Ricordare Le Giare non è solo commemorare: è agire. E un'opportunità concreta arriva proprio quest'anno. Ad ottobre, l'Università della Calabria ospiterà un seminario dal titolo “Ecologie della visione. La catastrofe tra cinema, media e cultura visuale”. Si tratta di un Convegno collegato al PRIN 2022 PNRR, “Catastrophes of Southern Italy. Photogénie and remediation of natural disasters”, organizzato da Angela Maiello, docente di Media e Società Digitale nel Dipartimento DISPeS. Nelle aule di Arcavacata, il 21 e il 22 ottobre, esperti e studiosi dibatteranno di alluvioni e disastri in Calabria, intrecciando storia, media e politiche di prevenzione.

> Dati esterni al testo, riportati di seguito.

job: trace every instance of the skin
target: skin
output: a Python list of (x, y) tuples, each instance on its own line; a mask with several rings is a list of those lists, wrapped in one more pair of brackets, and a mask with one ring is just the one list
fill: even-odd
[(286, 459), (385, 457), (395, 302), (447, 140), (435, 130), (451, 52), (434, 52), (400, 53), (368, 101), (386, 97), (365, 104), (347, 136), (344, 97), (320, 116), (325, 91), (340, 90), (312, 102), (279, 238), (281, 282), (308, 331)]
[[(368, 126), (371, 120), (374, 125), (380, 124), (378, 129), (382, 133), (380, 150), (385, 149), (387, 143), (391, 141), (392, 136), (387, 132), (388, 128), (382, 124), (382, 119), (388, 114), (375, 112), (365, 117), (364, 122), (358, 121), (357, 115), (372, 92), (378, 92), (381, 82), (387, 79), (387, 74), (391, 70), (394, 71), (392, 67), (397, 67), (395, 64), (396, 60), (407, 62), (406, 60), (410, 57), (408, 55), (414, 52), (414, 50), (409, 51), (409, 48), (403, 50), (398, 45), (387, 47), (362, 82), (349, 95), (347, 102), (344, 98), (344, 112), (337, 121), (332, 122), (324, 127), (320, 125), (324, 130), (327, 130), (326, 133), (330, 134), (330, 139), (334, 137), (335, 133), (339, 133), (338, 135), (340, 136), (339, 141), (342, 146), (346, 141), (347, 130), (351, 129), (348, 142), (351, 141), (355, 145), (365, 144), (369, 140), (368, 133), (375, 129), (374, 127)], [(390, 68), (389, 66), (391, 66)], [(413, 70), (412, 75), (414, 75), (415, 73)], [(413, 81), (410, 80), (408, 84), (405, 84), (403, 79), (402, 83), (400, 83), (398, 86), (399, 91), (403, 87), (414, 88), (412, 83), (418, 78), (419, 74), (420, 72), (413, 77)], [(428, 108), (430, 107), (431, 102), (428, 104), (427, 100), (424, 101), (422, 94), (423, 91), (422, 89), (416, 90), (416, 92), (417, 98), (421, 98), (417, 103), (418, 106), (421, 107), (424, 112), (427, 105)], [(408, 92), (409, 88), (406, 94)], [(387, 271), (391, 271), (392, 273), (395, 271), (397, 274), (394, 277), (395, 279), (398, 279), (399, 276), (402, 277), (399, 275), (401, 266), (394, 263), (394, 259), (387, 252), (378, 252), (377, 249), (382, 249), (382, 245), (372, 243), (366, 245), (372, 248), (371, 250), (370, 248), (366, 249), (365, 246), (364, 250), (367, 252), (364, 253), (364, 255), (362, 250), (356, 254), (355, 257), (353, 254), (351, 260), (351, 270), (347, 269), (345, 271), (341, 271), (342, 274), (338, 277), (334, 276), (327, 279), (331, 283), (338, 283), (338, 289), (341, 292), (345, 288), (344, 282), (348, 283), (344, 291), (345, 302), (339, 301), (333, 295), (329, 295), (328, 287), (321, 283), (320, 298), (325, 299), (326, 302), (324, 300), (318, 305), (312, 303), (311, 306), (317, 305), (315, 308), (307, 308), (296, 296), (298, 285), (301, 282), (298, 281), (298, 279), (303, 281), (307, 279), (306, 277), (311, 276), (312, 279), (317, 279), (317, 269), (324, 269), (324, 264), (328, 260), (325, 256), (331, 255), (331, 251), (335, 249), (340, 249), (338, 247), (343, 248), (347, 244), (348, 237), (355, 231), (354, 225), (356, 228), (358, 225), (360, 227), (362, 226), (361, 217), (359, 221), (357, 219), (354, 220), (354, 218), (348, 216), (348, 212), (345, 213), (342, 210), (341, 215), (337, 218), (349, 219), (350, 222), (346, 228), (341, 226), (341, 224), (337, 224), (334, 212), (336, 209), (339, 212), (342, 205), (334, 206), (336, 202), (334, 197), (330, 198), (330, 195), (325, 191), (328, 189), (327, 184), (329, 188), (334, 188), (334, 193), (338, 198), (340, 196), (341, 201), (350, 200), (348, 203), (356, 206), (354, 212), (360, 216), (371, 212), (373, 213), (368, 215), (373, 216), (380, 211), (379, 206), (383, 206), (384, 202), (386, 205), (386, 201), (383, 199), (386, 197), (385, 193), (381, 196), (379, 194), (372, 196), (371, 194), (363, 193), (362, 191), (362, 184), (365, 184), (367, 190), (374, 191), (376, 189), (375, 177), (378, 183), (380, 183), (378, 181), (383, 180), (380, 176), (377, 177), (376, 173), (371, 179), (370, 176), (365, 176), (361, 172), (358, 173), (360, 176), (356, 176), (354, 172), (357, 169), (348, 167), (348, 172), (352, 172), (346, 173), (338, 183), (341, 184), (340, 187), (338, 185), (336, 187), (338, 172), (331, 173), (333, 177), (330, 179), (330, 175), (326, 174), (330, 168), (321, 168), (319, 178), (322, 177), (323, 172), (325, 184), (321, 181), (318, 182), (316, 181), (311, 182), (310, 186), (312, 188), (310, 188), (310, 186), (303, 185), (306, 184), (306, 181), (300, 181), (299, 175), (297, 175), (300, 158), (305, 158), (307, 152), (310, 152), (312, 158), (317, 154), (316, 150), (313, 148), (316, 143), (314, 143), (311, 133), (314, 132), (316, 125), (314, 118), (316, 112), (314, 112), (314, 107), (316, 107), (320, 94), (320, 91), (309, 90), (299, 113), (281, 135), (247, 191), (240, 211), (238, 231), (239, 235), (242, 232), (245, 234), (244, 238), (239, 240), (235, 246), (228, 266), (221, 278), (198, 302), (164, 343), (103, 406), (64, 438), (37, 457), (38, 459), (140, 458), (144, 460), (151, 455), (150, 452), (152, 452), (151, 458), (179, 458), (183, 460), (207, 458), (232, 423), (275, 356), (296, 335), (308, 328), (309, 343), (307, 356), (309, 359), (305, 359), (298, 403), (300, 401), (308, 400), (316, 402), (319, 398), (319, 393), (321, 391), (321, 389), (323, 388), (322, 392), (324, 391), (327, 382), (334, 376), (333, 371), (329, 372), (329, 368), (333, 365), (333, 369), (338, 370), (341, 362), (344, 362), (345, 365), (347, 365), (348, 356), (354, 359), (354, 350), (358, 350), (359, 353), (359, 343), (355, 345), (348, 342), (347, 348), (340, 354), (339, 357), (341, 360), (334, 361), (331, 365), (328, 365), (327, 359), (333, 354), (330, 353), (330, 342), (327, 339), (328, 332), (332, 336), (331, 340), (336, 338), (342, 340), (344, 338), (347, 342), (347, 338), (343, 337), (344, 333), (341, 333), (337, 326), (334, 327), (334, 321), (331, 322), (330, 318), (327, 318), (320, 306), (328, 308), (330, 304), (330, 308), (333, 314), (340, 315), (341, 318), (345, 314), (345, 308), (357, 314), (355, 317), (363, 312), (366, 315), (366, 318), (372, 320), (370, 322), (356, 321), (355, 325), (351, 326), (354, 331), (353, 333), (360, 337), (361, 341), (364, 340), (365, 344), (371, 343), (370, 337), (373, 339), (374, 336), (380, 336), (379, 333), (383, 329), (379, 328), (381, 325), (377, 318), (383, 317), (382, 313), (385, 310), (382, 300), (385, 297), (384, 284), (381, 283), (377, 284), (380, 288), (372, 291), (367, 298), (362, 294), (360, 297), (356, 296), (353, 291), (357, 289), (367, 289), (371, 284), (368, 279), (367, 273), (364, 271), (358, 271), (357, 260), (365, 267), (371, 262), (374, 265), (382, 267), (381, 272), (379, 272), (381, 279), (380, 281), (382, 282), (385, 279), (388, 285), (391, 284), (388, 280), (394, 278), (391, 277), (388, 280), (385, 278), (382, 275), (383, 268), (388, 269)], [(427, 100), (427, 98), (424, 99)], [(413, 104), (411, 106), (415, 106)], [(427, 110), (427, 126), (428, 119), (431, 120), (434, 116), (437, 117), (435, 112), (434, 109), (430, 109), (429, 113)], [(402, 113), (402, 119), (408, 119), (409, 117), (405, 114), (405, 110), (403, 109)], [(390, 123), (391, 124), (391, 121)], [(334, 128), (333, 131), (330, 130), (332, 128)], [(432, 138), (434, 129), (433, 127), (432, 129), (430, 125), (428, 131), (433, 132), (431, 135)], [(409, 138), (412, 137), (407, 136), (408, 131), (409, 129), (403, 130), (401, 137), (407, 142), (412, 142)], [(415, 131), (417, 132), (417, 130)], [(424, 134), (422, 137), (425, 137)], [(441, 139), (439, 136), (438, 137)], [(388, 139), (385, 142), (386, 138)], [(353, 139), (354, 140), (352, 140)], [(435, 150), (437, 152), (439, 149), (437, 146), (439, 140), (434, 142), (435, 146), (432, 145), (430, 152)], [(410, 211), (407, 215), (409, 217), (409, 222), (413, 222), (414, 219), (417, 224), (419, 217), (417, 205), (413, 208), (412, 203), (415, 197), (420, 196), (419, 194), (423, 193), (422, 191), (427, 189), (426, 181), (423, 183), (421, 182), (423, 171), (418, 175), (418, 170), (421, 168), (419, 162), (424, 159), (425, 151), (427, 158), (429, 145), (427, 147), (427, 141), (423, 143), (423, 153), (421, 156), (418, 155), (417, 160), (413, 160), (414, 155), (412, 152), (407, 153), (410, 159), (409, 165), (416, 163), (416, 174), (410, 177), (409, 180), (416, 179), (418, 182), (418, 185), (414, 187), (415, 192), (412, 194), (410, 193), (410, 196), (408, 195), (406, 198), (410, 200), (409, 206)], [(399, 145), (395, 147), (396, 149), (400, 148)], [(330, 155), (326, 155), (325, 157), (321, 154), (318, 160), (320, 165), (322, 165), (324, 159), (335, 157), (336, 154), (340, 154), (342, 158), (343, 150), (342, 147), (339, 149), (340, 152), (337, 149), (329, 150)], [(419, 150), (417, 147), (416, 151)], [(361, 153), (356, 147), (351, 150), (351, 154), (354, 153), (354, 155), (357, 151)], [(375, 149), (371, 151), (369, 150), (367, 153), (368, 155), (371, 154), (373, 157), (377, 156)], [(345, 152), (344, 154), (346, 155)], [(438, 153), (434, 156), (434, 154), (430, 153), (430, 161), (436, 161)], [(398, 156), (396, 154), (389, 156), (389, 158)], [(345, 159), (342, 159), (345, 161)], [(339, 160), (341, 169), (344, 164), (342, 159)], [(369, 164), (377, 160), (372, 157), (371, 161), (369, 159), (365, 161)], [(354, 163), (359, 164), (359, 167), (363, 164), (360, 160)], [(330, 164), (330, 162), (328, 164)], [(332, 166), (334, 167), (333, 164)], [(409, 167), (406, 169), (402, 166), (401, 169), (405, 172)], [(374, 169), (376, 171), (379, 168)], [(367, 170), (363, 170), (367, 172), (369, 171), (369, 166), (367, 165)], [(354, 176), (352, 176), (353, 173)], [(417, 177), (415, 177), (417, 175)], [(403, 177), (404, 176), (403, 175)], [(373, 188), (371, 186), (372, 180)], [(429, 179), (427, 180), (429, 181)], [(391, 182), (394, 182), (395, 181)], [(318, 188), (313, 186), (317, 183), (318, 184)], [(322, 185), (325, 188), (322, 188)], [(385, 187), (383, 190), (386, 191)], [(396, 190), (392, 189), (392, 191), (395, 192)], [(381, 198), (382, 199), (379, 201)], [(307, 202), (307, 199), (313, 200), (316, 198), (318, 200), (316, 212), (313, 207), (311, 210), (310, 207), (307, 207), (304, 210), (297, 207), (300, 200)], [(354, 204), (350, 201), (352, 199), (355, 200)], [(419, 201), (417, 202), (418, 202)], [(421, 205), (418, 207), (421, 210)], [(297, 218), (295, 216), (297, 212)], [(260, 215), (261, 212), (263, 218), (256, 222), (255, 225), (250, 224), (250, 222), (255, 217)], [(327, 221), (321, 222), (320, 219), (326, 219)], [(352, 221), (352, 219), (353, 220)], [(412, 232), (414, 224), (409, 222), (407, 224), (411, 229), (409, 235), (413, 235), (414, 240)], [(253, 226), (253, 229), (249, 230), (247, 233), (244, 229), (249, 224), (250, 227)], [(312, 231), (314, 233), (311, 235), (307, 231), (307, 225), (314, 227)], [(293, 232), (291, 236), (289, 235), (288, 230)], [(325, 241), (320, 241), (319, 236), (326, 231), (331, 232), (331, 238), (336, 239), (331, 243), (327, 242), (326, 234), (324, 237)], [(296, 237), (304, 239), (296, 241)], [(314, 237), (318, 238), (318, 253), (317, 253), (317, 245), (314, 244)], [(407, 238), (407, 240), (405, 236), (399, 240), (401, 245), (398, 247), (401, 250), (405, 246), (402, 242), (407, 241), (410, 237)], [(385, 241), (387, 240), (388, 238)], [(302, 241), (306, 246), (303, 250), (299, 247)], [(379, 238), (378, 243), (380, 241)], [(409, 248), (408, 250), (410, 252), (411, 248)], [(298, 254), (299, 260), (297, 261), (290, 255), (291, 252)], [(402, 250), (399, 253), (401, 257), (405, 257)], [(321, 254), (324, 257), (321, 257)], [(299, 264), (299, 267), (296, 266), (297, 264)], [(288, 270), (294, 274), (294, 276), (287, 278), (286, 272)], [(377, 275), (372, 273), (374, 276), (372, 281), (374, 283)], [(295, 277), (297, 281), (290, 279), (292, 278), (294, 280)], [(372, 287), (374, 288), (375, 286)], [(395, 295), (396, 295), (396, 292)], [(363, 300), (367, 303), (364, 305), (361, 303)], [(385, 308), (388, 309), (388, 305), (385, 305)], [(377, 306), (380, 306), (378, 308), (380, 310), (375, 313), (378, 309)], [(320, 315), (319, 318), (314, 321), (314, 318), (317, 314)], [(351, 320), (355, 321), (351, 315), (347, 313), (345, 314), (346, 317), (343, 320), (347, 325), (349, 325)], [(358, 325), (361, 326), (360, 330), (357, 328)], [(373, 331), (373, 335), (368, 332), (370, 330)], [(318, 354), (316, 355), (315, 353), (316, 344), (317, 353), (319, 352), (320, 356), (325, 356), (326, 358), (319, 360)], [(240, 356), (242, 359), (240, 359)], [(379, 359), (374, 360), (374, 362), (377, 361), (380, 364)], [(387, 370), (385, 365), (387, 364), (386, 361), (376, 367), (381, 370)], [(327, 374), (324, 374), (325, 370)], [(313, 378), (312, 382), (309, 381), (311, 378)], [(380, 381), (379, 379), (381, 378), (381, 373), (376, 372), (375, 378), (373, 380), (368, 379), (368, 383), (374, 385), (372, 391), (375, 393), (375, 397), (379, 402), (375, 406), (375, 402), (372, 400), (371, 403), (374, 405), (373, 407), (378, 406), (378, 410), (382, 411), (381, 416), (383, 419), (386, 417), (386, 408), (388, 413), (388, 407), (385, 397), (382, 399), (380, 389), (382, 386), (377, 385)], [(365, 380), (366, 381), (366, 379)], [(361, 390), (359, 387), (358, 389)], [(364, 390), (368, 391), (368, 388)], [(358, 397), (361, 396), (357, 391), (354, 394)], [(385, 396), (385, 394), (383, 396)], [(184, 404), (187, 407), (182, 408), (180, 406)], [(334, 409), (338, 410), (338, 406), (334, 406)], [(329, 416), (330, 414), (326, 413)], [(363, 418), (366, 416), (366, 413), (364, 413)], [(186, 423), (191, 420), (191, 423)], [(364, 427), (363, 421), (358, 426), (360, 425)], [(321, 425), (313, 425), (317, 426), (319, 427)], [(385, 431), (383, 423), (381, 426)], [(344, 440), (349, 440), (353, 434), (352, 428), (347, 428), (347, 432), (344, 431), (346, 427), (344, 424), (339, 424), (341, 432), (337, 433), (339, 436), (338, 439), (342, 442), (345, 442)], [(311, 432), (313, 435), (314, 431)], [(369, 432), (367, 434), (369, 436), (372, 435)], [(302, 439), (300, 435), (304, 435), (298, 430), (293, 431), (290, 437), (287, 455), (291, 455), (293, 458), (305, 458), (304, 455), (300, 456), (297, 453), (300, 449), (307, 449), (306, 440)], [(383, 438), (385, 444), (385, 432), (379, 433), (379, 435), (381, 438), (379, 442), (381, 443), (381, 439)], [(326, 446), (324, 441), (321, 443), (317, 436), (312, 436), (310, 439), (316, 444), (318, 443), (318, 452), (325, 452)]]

Mentre una Mostra dal titolo: "Raccontare Tracciare Rimediare. Le immagini della catastrofe in Calabria", sarà inaugurata il 25 settembre e sarà visitabile fino al 24 ottobre presso le Biblioteche di Ateneo.

È un invito a non lasciare che il fango si asciughi sul passato: discutiamo, proponiamo, cambiamo rotta. Perché la Calabria non merita più vittime per le alluvioni, ma sentieri sicuri e un futuro senza rimpianti.

Venticinque anni dopo, le giare rotte del Beltrame ci sussurrano: non dimenticate. E noi, con passione e lucidità, giuriamo di non farlo. Per Ida, Serafina, per tutti loro. Per Vinicio, che forse guarda dal fondo del mare, aspettando che impariamo la lezione.